Brookdale Defensive Long Only
Strategy Overview: The Investment Manager believes that company fundamentals are not nearly as volatile as stock prices, and this may provide a compelling opportunity. In this regard, stocks generally become cheap/un-popular because investors project bad news indefinitely, and stocks get expensive/popular because investors hope for continued good news. This tends to create an asymmetric risk/reward opportunity: incremental good news helps value stocks significantly more, because it is typically not expected; but bad news typically has a much more damaging effect to expensive stocks while it is expected and usually priced into value stocks. To capitalize on this opportunity, the Investment Manager strives to combine value-driven investment strategies with a pre-defined, repeatable process for security selection and portfolio construction. The Investment Manager believes that quantitatively sourcing investment opportunities using a fundamentally- driven proprietary valuation methodology and consistently applying it through a disciplined portfolio construction framework will help avoid the emotional and behavioral mistakes often made by institutional and retail investors.

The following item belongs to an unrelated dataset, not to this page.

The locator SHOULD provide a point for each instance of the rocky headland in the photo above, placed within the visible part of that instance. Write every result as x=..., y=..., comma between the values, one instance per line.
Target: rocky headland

Strategy Philosophy: Security or investment selection is structured and process-driven. The Investment Manager seeks to apply the same proprietary valuation methodology to each company within its investable universe. The proprietary valuation methodology can include, but is not limited to, balance sheet metrics, consistency of operating earnings, business quality, revenue growth, profit margin, and profitability overall. These and other factors and metrics are received from corporate filings and third party data providers which can then be modified or adjusted by the Investment Manager at its discretion. The most attractive investment opportunities using the aforementioned security selection process are then assembled into a portfolio using a structured framework.
Portfolio Construction: The portfolio is constructed to have a bias towards defensive sectors. These sectors are less sensitive to marco economic changes, structural changes, and technological innovation. Earnings from companies in these sectors are more stable and consistent. Structurally, the strategy is long flight to quality. In times of economic and market stress, defensive sectors become in favor.
Risk Management: Risk management is integrated in portfolio construction and security selection. At the portfolio level, risk is mitigated through relatively small position sizes which are generally 2-5% of NAV. In addition, the strategy does not utilize leverage. Long market value is generally 100% of NAV. Exposures are kept fairly static to limit market-timing.
Winning Trade Example: Cal-Maine Foods (CALM) was the fund’s top contributor in the first half of 2015. The company was enjoying elevated margins from low input costs and high egg prices, but what moved the stock asymmetrically in our favor was the large boost in egg prices caused by the avian flu outbreak. The reduction in overall egg supply led the stock to spike ~35% in the first half of 2015 with the bulk of the gains in May. Because the stock had greater than 25% short interest, the move in the stock price was likely exaggerated from the technical tailwind driven by short sellers unwinding their position. We exited the position at a healthy gain.
Losing Trade Example: Whole Foods Market (WFM) was a detractor in the first half of 2015. We rely on valuation and cash flow to limit the downside risk when we enter a long position. The cash flow analysis includes routine maintenance capital expenditures and excludes one-off growth capital expenditures. Abnormal capital expenditures are regularly adjusted to reflect the normalized cash generation of an enterprise. Whole Foods is one of the few companies that clearly separate maintenance capital expenditures and growth capital expenditures. As you would expect, growth capital expenditures was excluded from our analysis. This was an unprofitable decision. Since the growth capital expenditures were scheduled, recurring and systematic, they should have been treated as routine and not separated. When Whole Foods reported same store sales growth lower than analyst expectations, growth-focused buyers sold. The downside risk was greater than originally anticipated. Our analysis has been adjusted, and Whole Foods is no longer a long position.
Company Overview: Based in Dallas, Texas, Brookdale Capital Management, LLC and its affiliate is a performance based investment manager established in 2011 to exclusively manage proprietary capital on behalf of its founding partners. The firm has a particular focus on liquid alternative investment strategies across all asset classes including equities, credit, commodities, currencies, and derivatives. Senior investment professionals employ relative value, arbitrage, and directional trading strategies in the public liquid markets to generate industry leading risk-adjusted returns. In 2014, the investment manager began to accept external capital into its flagship investment strategy Brookdale Equity Long/Short.
Management Bios: Prior to managing external capital at Brookdale Capital Management, LLC, Mr. Rehmatullah was a Director at Crestline Investors, Inc. (“Crestline”), a multi-billion dollar alternative investment manager based in Fort Worth, Texas. While at Crestline, Mr. Rehmatullah was Head of Strategy for Event Driven, Merger Arbitrage, Reinsurance and Multi-Strategy investing. Prior to joining Crestline in 2007, Mr. Rehmatullah was a Senior Consultant for Ryan, Inc., performing audit defense and reverse audit reviews for Fortune 500 companies. Mr. Rehmatullah received an MBA from The University of Texas at Austin, a BBA in Finance and a BS in Economics from Southern Methodist University.